5 things about AI you may have missed today: Freedom House on AI, Vincent van Gogh AI, fake AI ad, and more
AI Roundup: Freedom on the Net report flags risks associated with AI, Tom Hanks cautions against AI fake in dental plan ad and much more today.
Freedom on the Net report flags risks associated with AI; Tom Hanks cautions against AI fake in dental plan ad; EU antitrust regulators confirm no formal probe into AI chips; Spotify CEO Daniel Ek cautions against rapidly outdated AI regulation laws- this and more in our daily roundup. Let us take a look.
1. Freedom on the Net report
A new report from Freedom House, titled "Freedom on the Net 2023: The Repressive Power of Artificial Intelligence," highlights the decline in internet freedom worldwide, driven by AI advancements.
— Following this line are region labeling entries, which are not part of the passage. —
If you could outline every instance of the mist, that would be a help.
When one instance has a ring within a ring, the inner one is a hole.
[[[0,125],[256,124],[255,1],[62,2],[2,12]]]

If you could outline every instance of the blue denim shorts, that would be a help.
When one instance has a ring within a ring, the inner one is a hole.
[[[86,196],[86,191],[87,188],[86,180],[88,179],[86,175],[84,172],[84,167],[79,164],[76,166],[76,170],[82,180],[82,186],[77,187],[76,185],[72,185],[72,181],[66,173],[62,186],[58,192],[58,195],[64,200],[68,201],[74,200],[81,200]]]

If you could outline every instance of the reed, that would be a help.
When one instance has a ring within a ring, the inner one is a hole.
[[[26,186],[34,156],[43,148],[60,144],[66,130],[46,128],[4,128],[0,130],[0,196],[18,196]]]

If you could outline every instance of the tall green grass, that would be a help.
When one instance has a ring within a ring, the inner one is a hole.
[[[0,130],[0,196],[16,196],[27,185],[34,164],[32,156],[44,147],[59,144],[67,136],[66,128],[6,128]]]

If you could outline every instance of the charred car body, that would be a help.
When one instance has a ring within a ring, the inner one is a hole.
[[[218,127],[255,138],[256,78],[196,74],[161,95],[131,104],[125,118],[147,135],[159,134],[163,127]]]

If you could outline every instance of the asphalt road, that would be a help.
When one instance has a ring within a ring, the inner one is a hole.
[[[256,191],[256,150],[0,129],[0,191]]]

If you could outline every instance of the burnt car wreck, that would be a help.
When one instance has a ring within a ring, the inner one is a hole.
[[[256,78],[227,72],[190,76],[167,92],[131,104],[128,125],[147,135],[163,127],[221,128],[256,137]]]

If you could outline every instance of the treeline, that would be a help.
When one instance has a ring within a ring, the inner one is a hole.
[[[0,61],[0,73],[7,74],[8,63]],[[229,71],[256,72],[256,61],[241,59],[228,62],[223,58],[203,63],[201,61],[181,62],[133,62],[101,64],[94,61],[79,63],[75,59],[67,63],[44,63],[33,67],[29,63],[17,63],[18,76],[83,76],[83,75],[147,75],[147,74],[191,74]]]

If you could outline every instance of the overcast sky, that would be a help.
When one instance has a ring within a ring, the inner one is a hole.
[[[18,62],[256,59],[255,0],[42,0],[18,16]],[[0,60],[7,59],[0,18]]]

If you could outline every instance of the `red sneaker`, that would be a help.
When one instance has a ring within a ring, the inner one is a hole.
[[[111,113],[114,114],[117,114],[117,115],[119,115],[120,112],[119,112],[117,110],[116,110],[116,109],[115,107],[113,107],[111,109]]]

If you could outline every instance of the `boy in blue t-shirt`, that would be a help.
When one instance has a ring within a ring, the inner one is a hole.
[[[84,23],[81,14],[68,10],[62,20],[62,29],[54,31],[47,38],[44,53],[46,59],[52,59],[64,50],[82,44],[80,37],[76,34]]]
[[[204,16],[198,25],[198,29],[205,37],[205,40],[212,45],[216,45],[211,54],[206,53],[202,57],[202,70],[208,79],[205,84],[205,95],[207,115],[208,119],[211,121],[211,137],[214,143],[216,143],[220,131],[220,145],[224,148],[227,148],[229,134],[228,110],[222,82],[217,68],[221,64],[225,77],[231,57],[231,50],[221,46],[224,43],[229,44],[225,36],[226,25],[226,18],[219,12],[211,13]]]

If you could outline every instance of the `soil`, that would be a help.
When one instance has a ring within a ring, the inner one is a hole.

Governments use automated systems for increased online censorship, and disinformation distributors employ AI to create fake content. In 22 countries, legal frameworks mandate digital platforms to use AI for removing dissenting speech. The report urges democratic states to enhance AI regulation, ensuring transparency, oversight, and human rights protection. Even democracies should establish robust human rights standards for all players, emphasising transparency and independent oversight, Forbes reported.
2. Tom Hanks cautions against AI fake in dental plan ad
Hollywood icon Tom Hanks has alerted the public to an AI-generated advertisement falsely featuring him. The actor revealed he had no association with the dental plan ad on Instagram. Hanks, who previously discussed AI's artistic challenge in the industry, joined other high-profile figures in addressing the growing issue of deep fakes, according to a BBC report. These AI-generated likenesses, including those of celebrities like Martin Lewis, are used for scams and have prompted legal measures against their misuse in various contexts, including pornography and political misinformation.
3. EU antitrust regulators confirm no formal probe into AI chips
EU antitrust regulators have not initiated a formal investigation into AI chips, as confirmed by the European Commission. This announcement comes shortly after the French competition authority conducted a raid on Nvidia for suspected anti-competitive behaviour. While the EU antitrust watchdog is informally gathering input on potential market abuses in the graphics processing unit sector, no formal inquiry has been launched, according to a Reuters report.
4. Spotify CEO Daniel Ek cautions against rapidly outdated AI regulation laws
Spotify CEO Daniel Ek has expressed caution regarding the immediate need for AI regulation, asserting that laws established now would quickly become outdated. He highlighted the rapid evolution of AI capabilities, making it challenging to create enduring regulations. Ek noted that AI's advancements in the past year, including OpenAI's chatbots like DALL-E and ChatGPT, have intensified the race among tech giants, Fortune reported. However, concerns persist about the unchecked growth of AI, particularly in the development of artificial generative intelligence (AGI) with human-like capabilities.
5. AI Vincent van Gogh addresses mental health struggles in Paris exhibition
The much-celebrated Dutch painter Vincent van Gogh, brought to life through artificial intelligence, is featured in an exhibition of his final works at the Musee d'Orsay in Paris, according to a report by the Guardian. In response to questions about his actions, the AI representation of van Gogh addresses the mysteries surrounding his self-harm and suicide, citing mental health struggles. The exhibition also offers a virtual reality experience and showcases his last artworks, created in the months leading to his tragic death in 1890.